Search code examples
commentsocamlcamlp4ppx

Lexer/filter for comments


Is there an OCaml tool that allows filtering comments in source files, similar to gcc -E?

Ideally, I'm looking for something that will remove everything but comments, but the other way around would also be useful.

For instance, if there is a way to use camlp4/campl5/ppx to obtain OCaml comments (including non-OCamldoc comments defined with a single asterisk), I would like to know.
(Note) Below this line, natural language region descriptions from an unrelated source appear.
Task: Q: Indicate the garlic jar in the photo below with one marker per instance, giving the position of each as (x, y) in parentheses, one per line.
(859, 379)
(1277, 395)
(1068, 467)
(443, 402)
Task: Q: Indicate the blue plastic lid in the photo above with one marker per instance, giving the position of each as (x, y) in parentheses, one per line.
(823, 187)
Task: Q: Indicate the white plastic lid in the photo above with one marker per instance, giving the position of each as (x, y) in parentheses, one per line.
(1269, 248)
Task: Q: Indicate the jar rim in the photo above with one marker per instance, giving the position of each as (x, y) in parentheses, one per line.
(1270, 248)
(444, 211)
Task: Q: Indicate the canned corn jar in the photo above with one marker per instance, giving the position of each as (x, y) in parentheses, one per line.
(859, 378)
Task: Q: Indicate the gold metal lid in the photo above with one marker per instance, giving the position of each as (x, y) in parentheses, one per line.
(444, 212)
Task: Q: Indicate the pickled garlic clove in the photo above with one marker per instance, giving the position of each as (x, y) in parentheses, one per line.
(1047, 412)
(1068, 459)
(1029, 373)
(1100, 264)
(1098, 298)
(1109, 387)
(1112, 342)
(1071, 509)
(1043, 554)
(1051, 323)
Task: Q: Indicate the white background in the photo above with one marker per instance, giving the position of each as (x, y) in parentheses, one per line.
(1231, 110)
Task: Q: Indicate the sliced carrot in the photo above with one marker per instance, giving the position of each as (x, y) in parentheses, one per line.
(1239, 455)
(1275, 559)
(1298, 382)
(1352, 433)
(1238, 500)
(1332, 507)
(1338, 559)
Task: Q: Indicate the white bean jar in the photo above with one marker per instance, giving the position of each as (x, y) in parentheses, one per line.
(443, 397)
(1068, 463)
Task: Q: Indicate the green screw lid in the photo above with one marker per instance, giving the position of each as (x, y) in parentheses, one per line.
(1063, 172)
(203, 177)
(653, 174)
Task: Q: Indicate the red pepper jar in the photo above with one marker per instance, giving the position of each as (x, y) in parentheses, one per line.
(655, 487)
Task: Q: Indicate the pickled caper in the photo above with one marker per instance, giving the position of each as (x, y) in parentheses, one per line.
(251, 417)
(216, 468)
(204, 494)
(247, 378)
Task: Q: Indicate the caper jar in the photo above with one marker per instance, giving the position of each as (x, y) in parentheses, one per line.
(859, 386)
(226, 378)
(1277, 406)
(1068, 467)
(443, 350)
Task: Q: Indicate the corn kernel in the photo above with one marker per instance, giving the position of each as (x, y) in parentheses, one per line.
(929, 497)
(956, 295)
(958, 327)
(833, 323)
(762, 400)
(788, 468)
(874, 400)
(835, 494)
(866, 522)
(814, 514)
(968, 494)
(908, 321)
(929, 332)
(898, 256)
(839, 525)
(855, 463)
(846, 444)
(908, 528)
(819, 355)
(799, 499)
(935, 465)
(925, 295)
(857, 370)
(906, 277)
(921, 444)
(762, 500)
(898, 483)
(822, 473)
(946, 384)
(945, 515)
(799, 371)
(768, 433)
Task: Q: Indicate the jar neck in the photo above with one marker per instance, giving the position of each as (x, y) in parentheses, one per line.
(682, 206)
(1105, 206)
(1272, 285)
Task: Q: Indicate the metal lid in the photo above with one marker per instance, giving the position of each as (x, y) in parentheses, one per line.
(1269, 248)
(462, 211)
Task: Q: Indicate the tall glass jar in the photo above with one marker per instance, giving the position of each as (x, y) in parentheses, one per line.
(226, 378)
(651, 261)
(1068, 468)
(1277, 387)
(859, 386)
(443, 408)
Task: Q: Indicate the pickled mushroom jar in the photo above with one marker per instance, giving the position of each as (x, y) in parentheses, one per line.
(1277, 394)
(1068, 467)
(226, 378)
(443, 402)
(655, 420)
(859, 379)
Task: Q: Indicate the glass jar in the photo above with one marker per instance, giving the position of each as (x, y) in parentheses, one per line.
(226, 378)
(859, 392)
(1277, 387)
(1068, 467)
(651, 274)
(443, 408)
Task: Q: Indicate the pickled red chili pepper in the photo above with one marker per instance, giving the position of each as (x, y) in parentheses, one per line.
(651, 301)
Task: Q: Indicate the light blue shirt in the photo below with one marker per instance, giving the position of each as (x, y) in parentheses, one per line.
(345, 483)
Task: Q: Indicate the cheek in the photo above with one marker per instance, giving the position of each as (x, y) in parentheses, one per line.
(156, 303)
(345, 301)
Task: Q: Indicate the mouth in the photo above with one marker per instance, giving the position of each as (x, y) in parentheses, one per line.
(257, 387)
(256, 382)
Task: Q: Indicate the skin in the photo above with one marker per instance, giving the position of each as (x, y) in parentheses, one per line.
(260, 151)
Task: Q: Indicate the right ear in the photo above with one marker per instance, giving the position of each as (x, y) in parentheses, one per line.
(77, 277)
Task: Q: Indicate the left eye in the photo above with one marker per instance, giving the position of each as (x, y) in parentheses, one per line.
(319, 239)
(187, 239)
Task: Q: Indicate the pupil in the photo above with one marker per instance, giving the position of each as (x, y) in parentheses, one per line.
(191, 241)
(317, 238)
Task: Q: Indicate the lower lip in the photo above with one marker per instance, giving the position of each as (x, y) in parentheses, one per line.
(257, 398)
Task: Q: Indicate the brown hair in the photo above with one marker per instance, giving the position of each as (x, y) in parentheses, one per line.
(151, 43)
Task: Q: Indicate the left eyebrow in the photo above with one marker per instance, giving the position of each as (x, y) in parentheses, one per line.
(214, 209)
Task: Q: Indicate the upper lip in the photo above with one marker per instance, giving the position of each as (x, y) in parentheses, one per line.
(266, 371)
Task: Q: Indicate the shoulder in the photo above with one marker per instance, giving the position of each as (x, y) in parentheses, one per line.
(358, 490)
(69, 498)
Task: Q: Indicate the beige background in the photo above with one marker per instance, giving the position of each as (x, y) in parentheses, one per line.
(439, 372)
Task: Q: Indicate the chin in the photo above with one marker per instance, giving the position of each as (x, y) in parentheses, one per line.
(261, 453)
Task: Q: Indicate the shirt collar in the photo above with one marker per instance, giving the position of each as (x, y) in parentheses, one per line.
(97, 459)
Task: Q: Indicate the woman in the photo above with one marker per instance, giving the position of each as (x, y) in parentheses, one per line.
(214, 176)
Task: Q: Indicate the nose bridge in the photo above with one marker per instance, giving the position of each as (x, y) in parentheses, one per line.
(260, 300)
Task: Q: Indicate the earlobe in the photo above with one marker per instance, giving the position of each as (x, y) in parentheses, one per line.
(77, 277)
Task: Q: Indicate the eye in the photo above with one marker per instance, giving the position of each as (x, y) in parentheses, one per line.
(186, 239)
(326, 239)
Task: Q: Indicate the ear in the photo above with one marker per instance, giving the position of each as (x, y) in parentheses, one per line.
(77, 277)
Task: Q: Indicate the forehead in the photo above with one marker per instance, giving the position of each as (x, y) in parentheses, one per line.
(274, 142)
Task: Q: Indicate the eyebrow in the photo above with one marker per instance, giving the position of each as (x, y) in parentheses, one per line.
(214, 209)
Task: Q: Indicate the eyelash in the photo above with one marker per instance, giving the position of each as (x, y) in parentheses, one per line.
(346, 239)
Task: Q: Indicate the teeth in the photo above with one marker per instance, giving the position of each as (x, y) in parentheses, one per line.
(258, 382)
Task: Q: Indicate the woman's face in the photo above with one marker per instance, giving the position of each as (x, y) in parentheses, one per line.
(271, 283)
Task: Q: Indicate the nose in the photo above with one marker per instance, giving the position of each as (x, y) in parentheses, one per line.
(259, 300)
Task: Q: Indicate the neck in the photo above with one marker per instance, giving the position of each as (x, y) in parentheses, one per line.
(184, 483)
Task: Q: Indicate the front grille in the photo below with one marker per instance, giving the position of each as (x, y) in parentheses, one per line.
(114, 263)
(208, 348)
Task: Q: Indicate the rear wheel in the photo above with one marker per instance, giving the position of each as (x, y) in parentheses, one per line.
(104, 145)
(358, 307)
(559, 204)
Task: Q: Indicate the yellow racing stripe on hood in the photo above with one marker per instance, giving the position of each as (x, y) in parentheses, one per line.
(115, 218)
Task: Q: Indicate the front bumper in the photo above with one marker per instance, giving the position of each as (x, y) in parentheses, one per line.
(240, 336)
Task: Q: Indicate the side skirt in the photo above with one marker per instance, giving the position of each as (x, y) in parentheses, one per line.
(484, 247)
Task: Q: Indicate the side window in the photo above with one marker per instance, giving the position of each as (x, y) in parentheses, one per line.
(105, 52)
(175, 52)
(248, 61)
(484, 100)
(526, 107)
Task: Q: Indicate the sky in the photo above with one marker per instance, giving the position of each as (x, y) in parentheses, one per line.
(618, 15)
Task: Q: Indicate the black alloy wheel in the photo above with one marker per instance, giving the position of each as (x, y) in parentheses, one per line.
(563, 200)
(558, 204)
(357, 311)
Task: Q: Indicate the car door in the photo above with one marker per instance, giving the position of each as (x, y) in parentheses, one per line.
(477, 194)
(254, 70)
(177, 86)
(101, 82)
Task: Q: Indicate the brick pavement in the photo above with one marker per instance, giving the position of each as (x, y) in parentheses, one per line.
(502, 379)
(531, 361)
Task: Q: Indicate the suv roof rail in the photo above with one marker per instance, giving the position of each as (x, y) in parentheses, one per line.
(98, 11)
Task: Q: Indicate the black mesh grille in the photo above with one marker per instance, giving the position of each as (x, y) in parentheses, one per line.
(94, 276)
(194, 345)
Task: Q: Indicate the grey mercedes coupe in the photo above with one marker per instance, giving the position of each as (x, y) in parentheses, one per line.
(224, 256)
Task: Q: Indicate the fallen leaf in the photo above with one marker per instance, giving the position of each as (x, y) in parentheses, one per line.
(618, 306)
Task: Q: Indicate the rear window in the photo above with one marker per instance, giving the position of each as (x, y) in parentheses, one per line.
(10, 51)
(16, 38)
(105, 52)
I haven't had much success looking for comment nodes in Camlp4's AST (though I know it must exist, because there are even bugs related to the fact that Camlp4 modifies their placement).

Here's an example: in the following file:

(*** three asterisks *)
let f () =
  Format.printf "end"

let () =
  (* one asterisk (* nested comment *) *)
  Printf.printf "hello world\n";
  (** two asterisks *)
  f();
  ()

I'd like to ideally obtain:

(*** three asterisks *)
(* one asterisk (* nested comment *) *)
(** two asterisks *)

The whitespace between them and the presence or absence of (* *) are mostly irrelevant, but it should preserve comments of all kinds. My immediate purpose is to be able to filter it to a spell checker, but cleaning comments (i.e. having a filter that strips comments only) could also be useful: I could clean the comments and then use diff to obtain what has been removed.


Solution

  • Well, there is now a lexer based on ocamlwc that strips everything but the comments in the code, called ocaml-comment-sieve. It is based on the simple lexer used in ocamlwc.

    However, this tool is GPL-licensed (because it is derived from ocamlwc, which is GPL-licensed), so it cannot be posted here. Still, it does satisfy my requirements, so until someone suggests a better way, I'll consider it as an answer.